# Finding unmanaged files



## Hornpipe2 (Nov 24, 2009)

Is there a way I can get a list of all files NOT currently managed by ports/packages?  I installed some stuff from source tarball but later found there are ports versions, but I want to audit my system first to delete anything that's not currently managed.


----------



## renice (Nov 24, 2009)

Try pkg_cutleaves(1)

```
# pkg_cutleaves -l
```


----------



## SirDice (Nov 24, 2009)

The only way to do it would be to do a [cmd=]pkg_info -W[/cmd] on every file in /usr/local/bin (that's assuming the source installed it there).


----------



## jb_fvwm2 (Nov 24, 2009)

```
pkg_info -cIx a*
```
Un-newly-tested! but I've run that command...
probably once for each letter in
/usr/local/bin and
/usr/local/lib... 
(That command or similar)
I had files from 2004 sitting around still in 2008...
/edit/
OR, similar to a post below, it was pkg_which... something...


----------



## frank_s (Nov 25, 2009)

Not a direct answer to your question but sometimes the Makefile of your tarball will have an uninstall option.
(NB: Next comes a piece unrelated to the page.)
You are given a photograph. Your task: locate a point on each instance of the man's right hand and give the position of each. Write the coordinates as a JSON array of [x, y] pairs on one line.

So you can go to the dir of the unpacked tarball with the Makefile in it and:

`# make uninstall`

This will then delete anything installed during the "make install".

If you've installed the same softs from ports afterwards, then you have to be careful that it doesn't wipe out your binaries etc. which were installed by the port.

In that case just rebuild the port after the "make uninstall".


----------



## expl (Nov 25, 2009)

```
find /usr/local /usr/X11R6 -type f | xargs pkg_which -v | fgrep '?'
```

Works the best.


----------



## SirDice (Nov 25, 2009)

frank_s said:
			
		

> Not a direct answer to your question but sometimes the Makefile of your tarball will have an uninstall option. So you can go to the dir of the unpacked tarball with the Makefile in it and:
> 
> `# make uninstall`
> 
> This will then delete anything installed during the "make install".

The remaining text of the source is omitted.